Turismo en Sant Francesc. Ibiza

Sant Francesc

Sant Francesc

Nos encontramos en un lugar donde los ibicencos han estado contemplado atardeceres desde tiempos inmemoriables. Sant Francesc de S’Estany, antes lugar de paso obligado de paso y oración para los trabajadores de la sal, es un pequeño punto en el mapa conformado por tres casas y una iglesia. Pero un detalle lo hace increíblemente especial. Sant Francesc besa la salinera conquistando el atardecer de Ibiza. Tanto en invierno como en verano, no se vaya sin disfrutar de esta pequeña maravilla para el turismo.

Como llegar a Sant Francesc.

El minimalista núcleo urbano de Sant Francesc se encuentra a la salida de la localidad de Sant Jordi, en la antigua carretera que une esta población con las playas de Ses Salines y Es Cavallet, y otro punto de vital importancia histórica de la isla, pero mucho menos conocido, el muelle de la sal.

Hoy día, podemos llegar a travesando el núcleo de Sant Jordi o tomando la carretera del aeropuerto y abandonandola al pasar Sant Jordi en dirección al aeropuerto. En el primero de los casos, encontraremos una glorieta junto al antiguo hipódromo con cuatro salidas. Deberemos seguir las indicaciones hacia las playas y en unos tres kilómetros, en los que dejamos a la derecha las pistas del aeropuerto, y lugares tan emblemáticos como el DC10, llegamos al punto más interior de la salinera. Llegamos a Sant Francesc.

Qué encontraremos en este punto de Ibiza.

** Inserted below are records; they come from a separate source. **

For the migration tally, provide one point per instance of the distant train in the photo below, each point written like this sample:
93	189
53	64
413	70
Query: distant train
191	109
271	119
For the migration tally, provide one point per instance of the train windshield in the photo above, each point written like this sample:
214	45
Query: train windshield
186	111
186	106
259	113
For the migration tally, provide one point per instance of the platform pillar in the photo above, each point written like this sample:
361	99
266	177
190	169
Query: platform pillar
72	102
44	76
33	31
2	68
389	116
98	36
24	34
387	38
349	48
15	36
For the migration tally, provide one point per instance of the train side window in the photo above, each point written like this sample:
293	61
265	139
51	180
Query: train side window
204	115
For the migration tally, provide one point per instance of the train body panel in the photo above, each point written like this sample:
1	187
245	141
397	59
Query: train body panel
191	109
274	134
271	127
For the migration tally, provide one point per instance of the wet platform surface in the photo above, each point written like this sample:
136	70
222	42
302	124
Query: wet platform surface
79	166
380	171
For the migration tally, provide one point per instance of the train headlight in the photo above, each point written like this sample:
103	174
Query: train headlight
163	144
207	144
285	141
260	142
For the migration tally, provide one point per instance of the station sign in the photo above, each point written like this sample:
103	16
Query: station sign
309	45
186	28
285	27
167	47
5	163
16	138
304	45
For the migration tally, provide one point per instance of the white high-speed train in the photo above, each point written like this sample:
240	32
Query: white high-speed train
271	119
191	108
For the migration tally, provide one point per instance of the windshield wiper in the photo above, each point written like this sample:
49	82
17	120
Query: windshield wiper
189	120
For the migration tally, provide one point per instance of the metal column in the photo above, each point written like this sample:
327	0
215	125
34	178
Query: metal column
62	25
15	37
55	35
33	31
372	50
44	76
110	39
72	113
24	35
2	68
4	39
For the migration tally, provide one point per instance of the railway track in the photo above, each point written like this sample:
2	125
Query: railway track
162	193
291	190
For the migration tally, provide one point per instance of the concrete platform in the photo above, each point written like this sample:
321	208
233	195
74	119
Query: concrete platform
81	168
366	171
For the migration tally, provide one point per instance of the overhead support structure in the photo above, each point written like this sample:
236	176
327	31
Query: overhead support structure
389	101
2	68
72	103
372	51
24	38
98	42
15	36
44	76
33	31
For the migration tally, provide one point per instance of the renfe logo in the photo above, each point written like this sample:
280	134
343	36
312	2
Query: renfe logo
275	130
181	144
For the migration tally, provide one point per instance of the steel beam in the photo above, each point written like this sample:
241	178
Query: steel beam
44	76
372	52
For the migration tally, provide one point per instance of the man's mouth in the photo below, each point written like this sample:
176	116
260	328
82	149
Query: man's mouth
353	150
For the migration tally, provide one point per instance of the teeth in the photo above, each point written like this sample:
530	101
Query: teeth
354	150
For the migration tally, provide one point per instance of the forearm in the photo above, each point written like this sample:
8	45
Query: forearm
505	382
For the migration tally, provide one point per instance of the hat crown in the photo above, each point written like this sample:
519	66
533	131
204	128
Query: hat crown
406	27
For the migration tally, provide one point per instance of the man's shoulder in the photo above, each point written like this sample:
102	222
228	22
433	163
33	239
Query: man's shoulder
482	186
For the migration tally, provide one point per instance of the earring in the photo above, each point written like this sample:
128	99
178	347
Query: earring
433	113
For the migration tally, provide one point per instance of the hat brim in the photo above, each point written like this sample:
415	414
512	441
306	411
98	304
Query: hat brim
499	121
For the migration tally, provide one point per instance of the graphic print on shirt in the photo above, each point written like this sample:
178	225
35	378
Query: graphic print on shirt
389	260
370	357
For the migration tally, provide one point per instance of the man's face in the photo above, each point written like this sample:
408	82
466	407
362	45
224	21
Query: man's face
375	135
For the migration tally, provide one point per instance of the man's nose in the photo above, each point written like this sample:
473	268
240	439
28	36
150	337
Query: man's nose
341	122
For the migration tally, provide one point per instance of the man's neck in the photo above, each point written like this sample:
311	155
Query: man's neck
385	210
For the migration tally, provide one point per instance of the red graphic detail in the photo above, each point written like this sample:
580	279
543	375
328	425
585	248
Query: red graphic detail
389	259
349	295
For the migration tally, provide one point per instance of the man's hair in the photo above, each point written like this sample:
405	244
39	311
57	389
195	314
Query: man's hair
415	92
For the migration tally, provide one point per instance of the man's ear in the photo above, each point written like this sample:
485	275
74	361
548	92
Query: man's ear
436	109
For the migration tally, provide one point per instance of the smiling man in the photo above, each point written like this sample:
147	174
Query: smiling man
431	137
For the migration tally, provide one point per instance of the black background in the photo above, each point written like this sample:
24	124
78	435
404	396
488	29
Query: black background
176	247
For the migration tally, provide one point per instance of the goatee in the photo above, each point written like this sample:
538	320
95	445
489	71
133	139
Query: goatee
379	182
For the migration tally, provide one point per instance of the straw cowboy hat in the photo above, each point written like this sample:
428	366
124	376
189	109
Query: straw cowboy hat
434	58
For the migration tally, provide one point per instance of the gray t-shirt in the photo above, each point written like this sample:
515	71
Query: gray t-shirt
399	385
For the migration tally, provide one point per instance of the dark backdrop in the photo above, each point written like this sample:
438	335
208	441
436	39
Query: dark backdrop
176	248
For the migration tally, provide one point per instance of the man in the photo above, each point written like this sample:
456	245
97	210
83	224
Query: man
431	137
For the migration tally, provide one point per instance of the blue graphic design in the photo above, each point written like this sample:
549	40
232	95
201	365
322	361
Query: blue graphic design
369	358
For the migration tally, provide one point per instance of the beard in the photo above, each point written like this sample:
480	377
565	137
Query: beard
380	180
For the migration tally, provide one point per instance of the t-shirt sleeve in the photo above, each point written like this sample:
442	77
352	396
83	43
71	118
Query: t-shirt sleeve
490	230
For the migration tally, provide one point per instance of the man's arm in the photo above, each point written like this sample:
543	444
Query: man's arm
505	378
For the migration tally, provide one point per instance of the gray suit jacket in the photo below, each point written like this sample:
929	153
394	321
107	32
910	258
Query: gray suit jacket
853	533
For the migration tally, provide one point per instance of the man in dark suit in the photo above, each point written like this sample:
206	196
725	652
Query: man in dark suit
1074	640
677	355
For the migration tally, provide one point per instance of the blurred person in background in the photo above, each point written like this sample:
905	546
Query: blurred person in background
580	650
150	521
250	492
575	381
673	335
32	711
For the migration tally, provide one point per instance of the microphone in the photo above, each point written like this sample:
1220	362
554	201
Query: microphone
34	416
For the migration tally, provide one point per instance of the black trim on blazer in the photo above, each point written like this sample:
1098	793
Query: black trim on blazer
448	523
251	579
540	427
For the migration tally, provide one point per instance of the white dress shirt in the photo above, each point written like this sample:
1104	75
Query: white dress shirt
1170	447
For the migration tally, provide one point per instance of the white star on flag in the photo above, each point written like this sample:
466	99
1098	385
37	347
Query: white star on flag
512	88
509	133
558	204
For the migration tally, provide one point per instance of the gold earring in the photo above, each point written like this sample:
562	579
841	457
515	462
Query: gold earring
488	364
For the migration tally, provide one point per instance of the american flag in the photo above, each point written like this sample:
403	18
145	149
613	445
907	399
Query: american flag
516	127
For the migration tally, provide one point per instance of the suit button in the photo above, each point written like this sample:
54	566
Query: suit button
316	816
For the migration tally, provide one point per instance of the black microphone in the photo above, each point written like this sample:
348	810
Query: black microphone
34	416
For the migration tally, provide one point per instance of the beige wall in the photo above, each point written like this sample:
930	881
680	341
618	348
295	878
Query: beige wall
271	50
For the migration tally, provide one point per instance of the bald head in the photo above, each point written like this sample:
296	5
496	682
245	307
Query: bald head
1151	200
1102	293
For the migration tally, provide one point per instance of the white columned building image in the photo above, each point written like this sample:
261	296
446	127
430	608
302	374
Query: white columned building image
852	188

En lo que a construcciones se refiere, pues cuatro casas, un bar y un centro de fitness. Suponemos que los habitantes de dichas casas deben estar inmunizados contra los mosquitos, uno de los principales azotes de los salineros y responsable antiguamente de enfermedades como el paludismo. Aunque hoy en día no hay casos de esta enfermedad, los mosquitos no han abandonado este hábitat.

Pero lo que indudablemente llama la atención es la iglesia. Fechada en el siglo dieciocho, hoy en día es un lugar poco frecuentado, salvo cuando algún famoso decide casarse en un marco tan natural, incomparable y mágico, que sólo algunos descubren al acercarse al lugar que sus tierras están vigiladas por Es Vedrá.

Tras la iglesia de Sant Francesc, agua, tierra y sal. Matorrales típicos mediterráneos que albergan una flora y fauna única. Y todos dan la espalda a un monumento de relativa construcción, un homenaje a los que dejaron la vida en la sal, fuente de la economía durante siglos. La estatua del salinero.